About type inference coming to the C language as well
About type inference coming to the C language as well
Posted Dec 10, 2023 8:57 UTC (Sun) by swilmet (subscriber, #98424)In reply to: Modern C for Fedora (and the world) by willy
Parent article: Modern C for Fedora (and the world)
In my opinion, type inference for variable declarations should be used only sparingly, when the type of the variable is already visible (and quite long to write) on the right-hand side of the assignment. Writing the types of variables explicitly enhance code comprehension.
See this article that I wrote this night after reading this LWN article: About type inference
(the article is 2 pages long, a bit too long to copy here as a comment, I suppose).

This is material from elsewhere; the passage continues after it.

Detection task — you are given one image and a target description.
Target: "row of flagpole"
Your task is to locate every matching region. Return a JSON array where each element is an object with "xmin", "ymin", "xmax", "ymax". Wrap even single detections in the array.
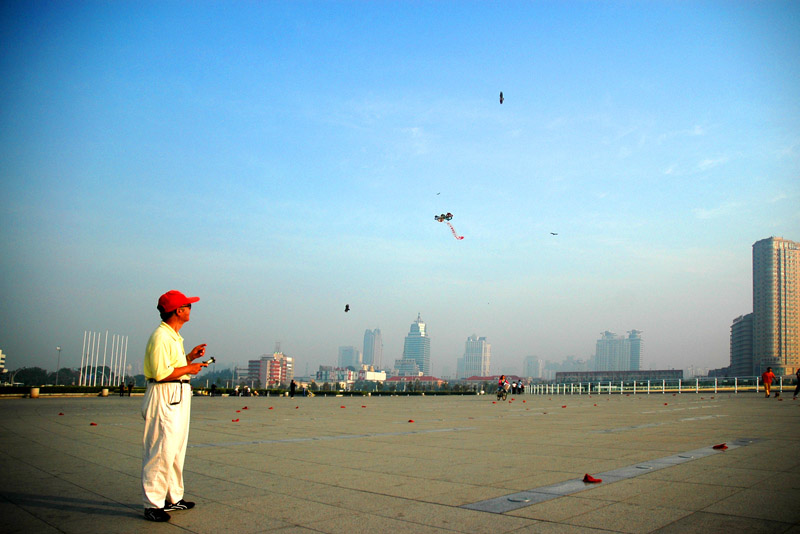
[{"xmin": 78, "ymin": 330, "xmax": 128, "ymax": 387}]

Posted Dec 10, 2023 9:00 UTC (Sun)
by swilmet (subscriber, #98424)
[Link]
Posted Dec 10, 2023 11:52 UTC (Sun)
by excors (subscriber, #95769)
[Link] (20 responses)
Like, using `auto` instead of `const char*` or `ArrayList<String>` isn't a huge benefit, because those are pretty simple types. But when you're regularly writing code like:
for (std::map<std::string, std::string>::iterator it = m.begin(); it != m.end(); ++it) { ... }
then it gets quite annoying, since the type name makes up half the line, and it obscures the high-level intent of the code (which is simply to iterate over `m`). (And that's not the real type anyway; `std::string` is the templated `std::basic_string<char>`, and the `iterator` is a typedef which is documented to be a LegacyBidirectionalIterator which is a LegacyForwardIterator which is a LegacyIterator which specifies the `++it` operation etc, so in practice you're not going to figure out how the type behaves from the documentation - you're really going to need a type-aware text editor or IDE, at least until you've memorised enough of the typical library usage patterns. That's just an obligatory part of modern programming.)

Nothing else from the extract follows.